I was not confused by boundary changes
DOROTHY Wilson (“PR Fans: Careful what you’re wishing for”, Opinion, December 3) implies that, in a previous letter supporting proportional representation, I was “confused over the proposed changes to parliamentary constituency boundaries” in that I considered them “inequitable”.
This is not the case. Equalising the size of constituencies is eminently equitable. What is patently “inequitable”, however, is the electoral system itself.
As I indicated, the present polling figures have the Labour Party marginally leading the Tory party.
If these figures were replicated in 2024, when the new boundaries are adopted, predictions suggest the Tory Party would have 300 seats but bizarrely Labour would only have 268 seats.
It is this which proves the firstpast-the-post system is inequitable.
Dorothy Wilson suggests that coalitions “frequently take months”, yet the 2010 Tory/lib Dem coalition, in fact, took only five days to organise.

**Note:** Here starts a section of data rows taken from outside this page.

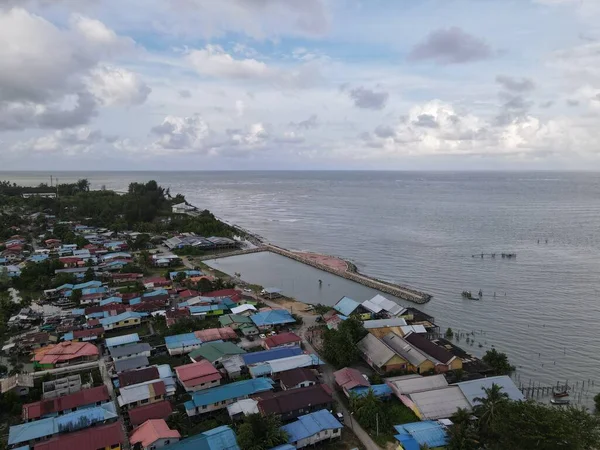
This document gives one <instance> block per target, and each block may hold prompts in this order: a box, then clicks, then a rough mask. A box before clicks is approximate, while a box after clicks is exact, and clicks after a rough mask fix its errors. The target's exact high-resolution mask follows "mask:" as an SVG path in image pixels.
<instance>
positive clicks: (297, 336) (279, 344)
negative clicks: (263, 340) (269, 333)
mask: <svg viewBox="0 0 600 450" xmlns="http://www.w3.org/2000/svg"><path fill="white" fill-rule="evenodd" d="M296 342H302V338H301V337H300V336H298V335H297V334H296V333H292V332H286V333H279V334H276V335H275V336H269V337H268V338H267V339H265V345H266V346H267V347H269V348H273V347H278V346H280V345H286V344H293V343H296Z"/></svg>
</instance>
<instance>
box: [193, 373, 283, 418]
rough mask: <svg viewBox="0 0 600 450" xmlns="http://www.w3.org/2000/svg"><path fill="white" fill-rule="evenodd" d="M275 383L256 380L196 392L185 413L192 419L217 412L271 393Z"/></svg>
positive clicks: (251, 380) (263, 380) (242, 381)
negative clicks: (261, 393)
mask: <svg viewBox="0 0 600 450" xmlns="http://www.w3.org/2000/svg"><path fill="white" fill-rule="evenodd" d="M274 383H275V382H274V381H273V380H271V379H270V378H255V379H252V380H242V381H237V382H235V383H230V384H224V385H222V386H218V387H214V388H210V389H207V390H205V391H200V392H196V393H195V394H194V395H192V399H191V400H190V401H187V402H185V404H184V406H185V411H186V412H187V415H188V416H190V417H191V416H196V415H199V414H206V413H209V412H212V411H217V410H219V409H223V408H226V407H227V405H230V404H231V403H234V402H237V401H238V400H242V399H245V398H248V397H249V396H250V395H254V394H258V393H259V392H266V391H270V390H272V389H273V384H274Z"/></svg>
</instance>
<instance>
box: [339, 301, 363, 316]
mask: <svg viewBox="0 0 600 450" xmlns="http://www.w3.org/2000/svg"><path fill="white" fill-rule="evenodd" d="M359 306H360V303H358V302H357V301H356V300H352V299H351V298H350V297H342V298H341V299H340V301H339V302H337V303H336V304H335V306H334V307H333V309H335V310H336V311H338V312H339V313H341V314H343V315H345V316H349V315H350V314H352V313H353V312H354V310H355V309H356V308H358V307H359Z"/></svg>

She warns, in effect, of the greater power of smaller parties not to our taste in a PR system, yet in our present system we have the Tory party proposing Bills to reduce the opportunity for judicial review of any of their potentially illegal decisions, deter non-political organisations from campaigning for policies they dislike, reduce the powers of the independent Electoral Commission, reduce the right to protest and suppress voting by groups less likely to vote Tory.
Surely, we are in desperate need of greater checks and balances on the party in power and, with a greater number of seats, the smaller parties would have this ability under a PR system?